Haga calor o llueva a mares, Mohammad, de 62 años, transporta pasajeros ayudándose con la fuerza de sus brazos y piernas. Lleva haciéndolo cuatro décadas.
Para miles de conductores de rickshaw como él, es su único medio de subsistencia. «Si no lo hacemos, ¿cómo vamos a sobrevivir? No sabemos leer ni escribir», cuenta a la AFP.
Herencia de la colonización británica, los conductores de rickshaws no pueden competir con las bicitaxis, los taxis amarillos de Calcuta o las más recientes aplicaciones para empresas con vehículos con conductor Uber o Ola.
Después de un trayecto de una veintena de minutos, un cliente le ofrece un vaso de agua.
«Cuando hace calor, por un viaje que cuesta 50 rupias (0,60 euros, 0,70 dólares), pido diez rupias más. Algunos me las dan, otros no», dice Mohammad, secándose el sudor con un trapo sucio.
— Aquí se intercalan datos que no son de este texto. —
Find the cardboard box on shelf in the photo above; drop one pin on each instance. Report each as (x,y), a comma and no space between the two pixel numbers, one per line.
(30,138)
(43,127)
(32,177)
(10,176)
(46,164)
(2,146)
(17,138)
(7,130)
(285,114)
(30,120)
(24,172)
El fin de las luces de neón en Hong Kong.
El fabricante de luces de neón Wu Chi-kai es uno de los últimos artesanos que mantienen vivo el oficio en Hong Kong, una ciudad donde la oscuridad nunca es total gracias al resplandor de las luces encendidas las 24 horas.
Durante los 30 años de apogeo del negocio el neón llegó a definir el paisaje urbano con enormes paneles luminosos dispuestos horizontalmente.
La demanda de especialistas como Wu languidece con la creciente popularidad de las luces LED (de más fácil mantenimiento y respetuosas del medio ambiente) y las ordenanzas del gobierno de eliminar carteles antiguos considerados peligrosos.
Wu, de 50 años, trabaja con tubos de cristal que contienen polvos fluorescentes con varios gases como el neón y el argón, además de mercurio a baja presión, para crear colores.
En su taller, los dobla con un potente quemador de gas que alcanza los 1.000 grados celsius. «Ser capaz de torcer materiales de vidrio con la forma que yo quiero para después hacerlos brillar es muy divertido».
El trabajo no está exento de riesgos. Wu trabaja sin un visor de protección y se ha quemado y cortado varias veces.
Su padre utilizaba los andamios de bambús típicos de Hong Kong para instalar anuncios por toda la ciudad.
Aunque la demanda ha caído con respecto a la década de 1980, Wu cree ver un repunte en el interés por esta luz «más amable» y algunos de sus clientes le piden piezas para la decoración de interiores.